Paul Thomas Anderson returns to form, after a fashion

Film |  by Jorge Ignacio Castillo

Phantom Thread
Opens Friday 9
3 out of 5

After the practically unintelligible Inherent Vice (which prompted me to start divorce proceedings against Paul Thomas Anderson’s work), Phantom Thread comes as a relief. There is a story worth following, and across-the-board superb acting. But the hermetic qualities that have characterized PTA’s work since Punch Drunk Love are still there, heightening the divide between him and the general public.

Ostensibly inspired by Hitchcock’s Rebecca, Phantom Thread dissects the relationship between couturier Reynolds Woodcock (allegedly retiring actor Daniel Day-Lewis, in presumably his final screen appearance) and Alma (Vicky Krieps, Hanna), a simple woman stuck at a dead-end job… or so it seems.
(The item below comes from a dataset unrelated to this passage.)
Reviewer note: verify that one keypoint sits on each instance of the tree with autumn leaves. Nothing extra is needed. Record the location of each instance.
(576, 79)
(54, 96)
Very much at the top of his fashion game, Woodcock feels entitled to behave obnoxiously. He dismisses a lover because she makes too much noise buttering her toast (granted, it is kind of annoying).

Woodcock seduces Alma and turns her into his muse. But as soon as Alma moves into his residence, the dynamic changes. The dressmaker attempts to pull his fastidious routine, but faces resistance. Far from the wallflower he first imagined, Alma turns out to be feisty and very much her own woman.

For the rest of the movie we witness the twosome struggle to establish a workable balance in their relationship without giving up an inch. Alma becomes a convert to the church of Woodcock, and he’s pushed outside his comfort zone in unexpected ways.

Much like The Master and There Will Be Blood, Paul Thomas Anderson’s approach is meticulous and somewhat sterile. Far from merely a cosmetic element, costume design is intoxicatingly and deeply ingrained into the texture of the film (of course, Day-Lewis learned to make dresses before taking the role).

Praising Day-Lewis for his work is akin to throwing a pebble into the ocean. Regardless, the three-time Oscar winner is in great form here. A much more contained performance than, say, Gangs of New York, the actor fully inhabits the Woodcock role down to the velvety voice — which makes ordering breakfast an act of seduction. A recognizable kind of genius, Woodcock is easily exasperated, prone to bouts of depression, and believes his craft is his only purpose in life. This is the mountain Alma must conquer.

Day-Lewis’ best sparring partner on screen is not Vicky Krieps, but Leslie Manville as Woodcock’s sister, Cyril. A Mrs. Danvers-type, Cyril runs the house and the business, presumably at the expense of her personal life. Then again, PTA uses our knowledge of her “type” to subvert our expectations. I could have used more of Cyril and less of Reynolds blowing a fuse.

Because every ingredient in Phantom Thread has received painstaking consideration — the score, the period signposts, the dialogue — this is the kind of movie that benefits from a second viewing, particularly once you become aware of certain plot developments (four words: The Duke of Burgundy). I just couldn’t bring myself to do it. Godspeed if you are up for it.